Reputation: 381
I'm trying to create a cohort query using SQL. Usually with cohort analysis we look at users and check if a user who performed a specific action at a specific time and count if that user performs the same action over time.
WITH by_week
AS (SELECT
user_id,
TD_DATE_TRUNC('week', login_time) AS login_week
FROM logins
GROUP BY 1, 2),
with_first_week
AS (SELECT
user_id,
login_week,
FIRST_VALUE(login_week) OVER (PARTITION BY user_id ORDER BY login_week) AS first_week
FROM by_week),
with_week_number
AS (SELECT
user_id,
login_week,
first_week,
(login_week - first_week) / (24 * 60 * 60 * 7) AS week_number
FROM with_first_week)
SELECT
TD_TIME_FORMAT(first_week, 'yyyy-MM-dd') AS first_week,
SUM(CASE WHEN week_number = 1 THEN 1 ELSE 0 END) AS week_1,
SUM(CASE WHEN week_number = 2 THEN 1 ELSE 0 END) AS week_2,
SUM(CASE WHEN week_number = 3 THEN 1 ELSE 0 END) AS week_3,
SUM(CASE WHEN week_number = 4 THEN 1 ELSE 0 END) AS week_4,
SUM(CASE WHEN week_number = 5 THEN 1 ELSE 0 END) AS week_5,
SUM(CASE WHEN week_number = 6 THEN 1 ELSE 0 END) AS week_6,
SUM(CASE WHEN week_number = 7 THEN 1 ELSE 0 END) AS week_7,
SUM(CASE WHEN week_number = 8 THEN 1 ELSE 0 END) AS week_8,
SUM(CASE WHEN week_number = 9 THEN 1 ELSE 0 END) AS week_9
FROM with_week_number
GROUP BY 1
ORDER BY 1
But let say now I don't care that much about first time/user-level analysis and I only want to see if my login action increases over time (i.e I want to add up logins of the first cohort during week 2 with logins of the second cohort in week 1).

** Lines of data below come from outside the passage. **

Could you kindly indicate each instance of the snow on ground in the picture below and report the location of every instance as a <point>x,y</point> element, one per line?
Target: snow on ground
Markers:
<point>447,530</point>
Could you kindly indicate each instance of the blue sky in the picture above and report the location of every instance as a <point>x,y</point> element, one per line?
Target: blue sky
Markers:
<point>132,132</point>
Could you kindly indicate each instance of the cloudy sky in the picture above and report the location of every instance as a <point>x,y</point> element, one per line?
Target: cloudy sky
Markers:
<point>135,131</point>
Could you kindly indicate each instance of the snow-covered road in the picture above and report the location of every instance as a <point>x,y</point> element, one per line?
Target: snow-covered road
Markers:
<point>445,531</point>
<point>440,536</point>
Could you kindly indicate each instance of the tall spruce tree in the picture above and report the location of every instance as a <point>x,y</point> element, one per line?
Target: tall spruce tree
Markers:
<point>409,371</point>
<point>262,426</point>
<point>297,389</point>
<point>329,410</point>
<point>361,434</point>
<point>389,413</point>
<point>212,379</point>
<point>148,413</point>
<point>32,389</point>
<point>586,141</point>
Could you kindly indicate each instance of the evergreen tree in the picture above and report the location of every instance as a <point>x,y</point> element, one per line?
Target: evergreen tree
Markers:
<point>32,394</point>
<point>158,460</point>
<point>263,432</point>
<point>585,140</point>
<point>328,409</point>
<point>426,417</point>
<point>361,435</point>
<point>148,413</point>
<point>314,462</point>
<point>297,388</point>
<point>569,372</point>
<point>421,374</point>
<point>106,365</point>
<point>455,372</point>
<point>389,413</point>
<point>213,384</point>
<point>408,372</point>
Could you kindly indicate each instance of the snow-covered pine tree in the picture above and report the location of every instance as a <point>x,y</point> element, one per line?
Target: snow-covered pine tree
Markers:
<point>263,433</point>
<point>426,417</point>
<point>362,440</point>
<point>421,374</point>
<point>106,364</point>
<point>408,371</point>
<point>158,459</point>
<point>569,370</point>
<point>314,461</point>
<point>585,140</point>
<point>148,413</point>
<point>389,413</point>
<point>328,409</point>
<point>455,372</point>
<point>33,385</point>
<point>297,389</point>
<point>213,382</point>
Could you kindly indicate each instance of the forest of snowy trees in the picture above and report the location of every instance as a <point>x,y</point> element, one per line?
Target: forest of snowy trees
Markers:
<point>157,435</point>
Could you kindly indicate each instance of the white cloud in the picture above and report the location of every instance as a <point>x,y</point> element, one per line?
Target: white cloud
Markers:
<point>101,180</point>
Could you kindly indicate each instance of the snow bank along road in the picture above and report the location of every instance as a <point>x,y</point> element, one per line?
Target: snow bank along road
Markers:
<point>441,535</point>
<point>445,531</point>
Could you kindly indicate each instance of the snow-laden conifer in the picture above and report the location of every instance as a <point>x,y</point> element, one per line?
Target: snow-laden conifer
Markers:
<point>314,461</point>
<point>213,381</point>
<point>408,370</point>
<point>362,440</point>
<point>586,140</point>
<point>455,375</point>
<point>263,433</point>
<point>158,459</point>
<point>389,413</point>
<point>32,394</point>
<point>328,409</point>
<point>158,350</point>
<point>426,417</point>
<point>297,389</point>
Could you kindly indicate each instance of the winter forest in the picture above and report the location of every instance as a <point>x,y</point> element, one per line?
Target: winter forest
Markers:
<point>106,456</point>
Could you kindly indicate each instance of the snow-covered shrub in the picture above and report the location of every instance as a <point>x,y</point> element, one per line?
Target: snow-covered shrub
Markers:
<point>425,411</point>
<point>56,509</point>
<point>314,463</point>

Is there a simple/elegant way to do this?
Edit:
Giving an example below
WeekStart Week1 Week2 Week 3
2017/05/03 66 **53** **49**
2017/05/10 (**53**+74) (**49**+70) **65**
2017/05/17 (**49**+ 70 + 45) (**65** + 80) etc.
Upvotes: 0
Views: 496
Reputation: 4208
I think you need to group by login_week
instead of first_week
so you count all logins during the given week in every row, not by cohort, and then you have to use >=
instead of =
so it will sum up this week's cohort with all older cohorts in any given row.
WITH
by_week AS (
SELECT
user_id,
TD_DATE_TRUNC('week', login_time) AS login_week
FROM logins
GROUP BY 1, 2
)
,with_first_week AS (
SELECT
user_id,
login_week,
FIRST_VALUE(login_week) OVER (PARTITION BY user_id ORDER BY login_week) AS first_week
FROM by_week
)
,with_week_number AS (
SELECT
user_id,
login_week,
first_week,
(login_week - first_week) / (24 * 60 * 60 * 7) AS week_number
FROM with_first_week
)
SELECT
TD_TIME_FORMAT(login_week, 'yyyy-MM-dd') AS login_week,
SUM(CASE WHEN week_number>= 1 THEN 1 ELSE 0 END) AS week_1,
SUM(CASE WHEN week_number>= 2 THEN 1 ELSE 0 END) AS week_2,
SUM(CASE WHEN week_number>= 3 THEN 1 ELSE 0 END) AS week_3,
SUM(CASE WHEN week_number>= 4 THEN 1 ELSE 0 END) AS week_4,
SUM(CASE WHEN week_number>= 5 THEN 1 ELSE 0 END) AS week_5,
SUM(CASE WHEN week_number>= 6 THEN 1 ELSE 0 END) AS week_6,
SUM(CASE WHEN week_number>= 7 THEN 1 ELSE 0 END) AS week_7,
SUM(CASE WHEN week_number>= 8 THEN 1 ELSE 0 END) AS week_8,
SUM(CASE WHEN week_number>= 9 THEN 1 ELSE 0 END) AS week_9
FROM with_week_number
GROUP BY 1
ORDER BY 1;
Upvotes: 1